Law’s Background
John Law was born in Edinburgh in 1671. His father was a goldsmith at a time when the Scottish goldsmiths were becoming embryonic bankers by lending money against the deposits that they obtained for safekeeping.
Noted for his agile mind and mathematical abilities at school, Law travelled to London in the 1690s acquiring the reputation of a dandy, philanderer and rake. Known as “Beau” Law he killed another “Beau”, Edward Wilson in a duel in Bloomsbury Square in 1694. The cause of this duel has been disputed. Law was sentenced to death for Wilson’s murder but escaped from prison through the connivance of leading British politicians of the day. He travelled to the Continent where he changed from his hitherto dilettante gambler role to that of the equivalent of an eighteenth-century bookmaker using his mathematical skills to make a fortune at the gambling tables in France and Italy. More importantly Law turned his intellect to money and banking, writing a paper “Essay on a land bank” (now published as John Law’s Essay on a Land Bank - Law 1994) which he sent to Lord Godolphin in the hope that the English authorities would be interested in his proposal.
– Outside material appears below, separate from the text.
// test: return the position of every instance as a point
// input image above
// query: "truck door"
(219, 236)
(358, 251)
Rejected by the English, he returned from the Continent to Edinburgh where he wrote Money and Trade Consider’d with a Proposal for Suppllying the Nation with Money (1705). This book contained his recommendations to the Scottish Parliament for the establishment of a paper money in Scotland. However, he was turned down by the Scottish Parliament and forced to leave Scotland because of the signing of the Act of Union in 1707. Law, still a convicted murder on the run from British justice, travelled back to the Continent where he attempted over the next nine years to encourage various European monarchs and states to implement his monetary proposals.